In [173]:
import pandas, numpy
from sklearn import svm
from sklearn.qda import QDA
from sklearn.kernel_ridge import KernelRidge
from sklearn.neighbors.nearest_centroid import NearestCentroid

In [174]:
results = pandas.read_csv('results-most.csv')

# drop some qctests
results = results.drop('CSIRO_gradient', 1)
results = results.drop('CoTeDe_anomaly_detection', 1)

# shuffle the dataframe
results.iloc[numpy.random.permutation(len(results))]

# slice up for svm
truth = results.ix[:,1].tolist()
qctests = results.ix[:,2:].values.tolist()

trainingSize = 1000

In [175]:
def performance(truth, qcresult):
    # check the performance of a single column qcresult

    TT = 0.
    FF = 0.
    TF = 0.
    FT = 0.
    T = 0.
    F = 0.
    
    for i in range(len(qcresult)):
        if truth[i]:
            T += 1.
        else:
            F += 1.
        
        if qcresult[i] and truth[i]:
            TT += 1.
        elif qcresult[i] and not truth[i]:
            TF += 1.
        elif not qcresult[i] and truth[i]:
            FT += 1.
        elif not qcresult[i] and not truth[i]:
            FF += 1.
    
    return (TT/T, FT/T, FF/F, TF/F)

In [176]:
for i in range(2,len(qctests[0])):
    print results.columns[i], performance(truth, results.ix[:,i].tolist())

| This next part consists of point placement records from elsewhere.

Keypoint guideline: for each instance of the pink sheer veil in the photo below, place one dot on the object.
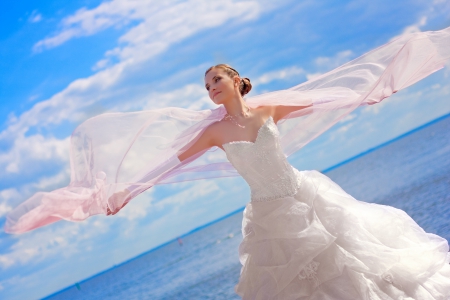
(109, 150)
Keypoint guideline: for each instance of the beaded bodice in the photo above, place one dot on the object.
(263, 164)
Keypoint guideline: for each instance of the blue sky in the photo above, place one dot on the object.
(63, 62)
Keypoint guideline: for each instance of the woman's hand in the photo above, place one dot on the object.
(122, 196)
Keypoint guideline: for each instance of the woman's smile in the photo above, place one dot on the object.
(215, 94)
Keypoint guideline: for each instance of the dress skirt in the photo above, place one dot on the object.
(321, 243)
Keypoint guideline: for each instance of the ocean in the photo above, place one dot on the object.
(411, 172)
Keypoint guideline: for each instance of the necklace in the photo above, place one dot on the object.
(232, 118)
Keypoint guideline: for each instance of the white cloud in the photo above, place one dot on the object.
(335, 61)
(29, 150)
(160, 23)
(278, 75)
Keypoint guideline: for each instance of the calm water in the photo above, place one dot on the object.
(411, 173)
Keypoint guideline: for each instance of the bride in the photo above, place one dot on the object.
(303, 236)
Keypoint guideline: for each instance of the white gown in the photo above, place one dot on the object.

Argo_global_range_check (0.1596244131455399, 0.8403755868544601, 1.0, 0.0)
Argo_gradient_test (0.27386541471048514, 0.7261345852895149, 0.9990945011524531, 0.0009054988475469213)
Argo_impossible_date_test (0.0, 1.0, 1.0, 0.0)
Argo_impossible_location_test (0.0, 1.0, 1.0, 0.0)
Argo_pressure_increasing_test (0.11580594679186229, 0.8841940532081377, 0.866480079025354, 0.13351992097464604)
Argo_regional_range_test (0.006259780907668232, 0.9937402190923318, 0.9999176819229503, 8.231807704972011e-05)
Argo_spike_test (0.0297339593114241, 0.9702660406885759, 1.0, 0.0)
CSIRO_depth (0.837245696400626, 0.162754303599374, 0.2642410273296016, 0.7357589726703985)
CSIRO_wire_break (0.2519561815336463, 0.7480438184663537, 1.0, 0.0)
CoTeDe_Argo_density_inversion (0.3489827856025039, 0.651017214397496, 0.5221435627263747, 0.4778564372736253)
CoTeDe_GTSPP_WOA_normbias (0.8497652582159625, 0.15023474178403756, 0.8016134343101745, 0.1983865656898255)
CoTeDe_GTSPP_global_range (0.16118935837245696, 0.838810

In [177]:
# create and train an svm

svm_classifier = svm.SVC(kernel='linear', class_weight = {0: 1, 1: 100})
svm_classifier.fit(qctests[0:trainingSize], truth[0:trainingSize])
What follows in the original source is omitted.